Researchers still don’t know why digestion makes people feel tired. Scientists at Japan’s Kyorin University hypothesize that blood flow to the intestines “dramatically increases,” which zaps the rest of your energy. Since digesting red meat requires more blood flow, beef causes people to feel more groggy than other foods.
Figure Out How Figs Make You Foggy
Figs pack on potassium, calcium, iron, and magnesium. Calcium and magnesium both help the brain generate melatonin and just one cup of figs present 241 mg of calcium and 25% of an adults’ recommended magnesium. These vitamins encourage a physiological sensation that tells our body to start dozing off.
“These minerals help with blood flow and muscle contraction, which are key for falling asleep,” reports Jaclyn London, RD, MS, CDN, Nutrition Director at the Good Housekeeping Institute. A small number of figs combined with other food and protein should negate these effects, however.
Flavored Yogurt, Even If It’s Fat-Free
All dairy products contain calcium and tryptophan that can make you sleepy (hence the Old Wives’ Tale of drinking warm milk before bed). On top of that, artificially sweetened dairy products can result in an intense energy crash. Men’s Health reports that one container of fat-free certified organic yogurt packs 35 g of sugar, more than a Snickers bar.
The high amount of fat and sugar triggers the orexin system, which tells your body to hit the hay. Replace these products with unsweetened Greek yogurt to enjoy more protein and not crash later.
Watch Your Walnuts
While nuts provide a great dose of protein and healthy fats, eating too many can make you doze off. The American Sleep Association credits walnuts with having high magnesium and serotonin. But the nut’s most exhausting feature is the fat content.
Australian research in 2016 reported that people who ate 135 g of fat every day were 78% more likely to feel sluggish during the day. One cup of walnuts adds 52 g of fat to your diet. Measure out your nuts in small portions; for instance, 13 walnuts constitutes a 104 cal snack.

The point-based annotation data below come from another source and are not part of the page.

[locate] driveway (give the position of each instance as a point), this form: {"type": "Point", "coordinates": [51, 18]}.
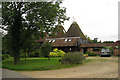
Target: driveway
{"type": "Point", "coordinates": [99, 67]}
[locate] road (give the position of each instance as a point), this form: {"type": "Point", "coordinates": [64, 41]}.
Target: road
{"type": "Point", "coordinates": [100, 67]}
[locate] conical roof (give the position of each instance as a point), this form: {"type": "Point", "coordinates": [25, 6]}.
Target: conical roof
{"type": "Point", "coordinates": [59, 31]}
{"type": "Point", "coordinates": [75, 31]}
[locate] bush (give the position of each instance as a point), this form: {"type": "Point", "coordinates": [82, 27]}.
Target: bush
{"type": "Point", "coordinates": [57, 53]}
{"type": "Point", "coordinates": [91, 53]}
{"type": "Point", "coordinates": [45, 49]}
{"type": "Point", "coordinates": [5, 56]}
{"type": "Point", "coordinates": [72, 58]}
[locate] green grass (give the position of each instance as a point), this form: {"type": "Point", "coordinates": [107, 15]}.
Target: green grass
{"type": "Point", "coordinates": [35, 64]}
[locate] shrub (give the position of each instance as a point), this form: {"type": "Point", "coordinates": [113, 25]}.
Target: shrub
{"type": "Point", "coordinates": [91, 53]}
{"type": "Point", "coordinates": [5, 56]}
{"type": "Point", "coordinates": [72, 58]}
{"type": "Point", "coordinates": [57, 53]}
{"type": "Point", "coordinates": [45, 49]}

Like other dairy products, cottage cheese consists of tryptophan amino acids, the ultimate sleep-causers. On top of this, the National Sleep Foundation illustrates that cottage cheese’s protein casein digests slowly and prompts these hormonal changes for hours to come.
The combination of harder digestion and tryptophan can force you to nod off during work. Cottage cheese makes a great late-night snack, especially when paired with a melatonin-rich fruit like raspberries. To stay awake during the day, though, limit your cottage cheese consumption.

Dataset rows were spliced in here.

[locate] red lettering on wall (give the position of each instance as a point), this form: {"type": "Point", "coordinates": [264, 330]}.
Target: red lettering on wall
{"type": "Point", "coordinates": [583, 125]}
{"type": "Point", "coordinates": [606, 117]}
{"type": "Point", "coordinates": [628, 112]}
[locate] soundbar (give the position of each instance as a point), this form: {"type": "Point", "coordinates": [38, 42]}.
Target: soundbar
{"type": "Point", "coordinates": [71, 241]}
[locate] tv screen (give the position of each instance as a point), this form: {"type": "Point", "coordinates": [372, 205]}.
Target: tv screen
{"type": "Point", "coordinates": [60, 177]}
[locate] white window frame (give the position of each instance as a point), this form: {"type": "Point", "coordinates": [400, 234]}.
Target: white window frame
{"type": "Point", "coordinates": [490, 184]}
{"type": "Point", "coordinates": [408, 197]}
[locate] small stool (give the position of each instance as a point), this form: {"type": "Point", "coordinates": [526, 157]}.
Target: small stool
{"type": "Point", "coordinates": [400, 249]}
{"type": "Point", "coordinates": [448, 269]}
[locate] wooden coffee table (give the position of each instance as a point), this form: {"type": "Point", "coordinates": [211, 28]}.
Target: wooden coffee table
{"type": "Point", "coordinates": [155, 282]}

Not All Fruit Smoothies Are Created Equal
The National Sleep Foundation proposes that fruits, with their natural melatonin and antioxidant content, make you tired faster. When you eat fruits as a side, you probably won’t register these effects. But an entire meal of fruits– especially bananas, kiwis, pineapple, and oranges–will likely have you nodding off.
When crafting a smoothie, double-check that you have enough protein to override fruit’s melatonin. Most store-bought smoothies have over 50 g of sugar and little to no protein, which will only make you feel groggy later.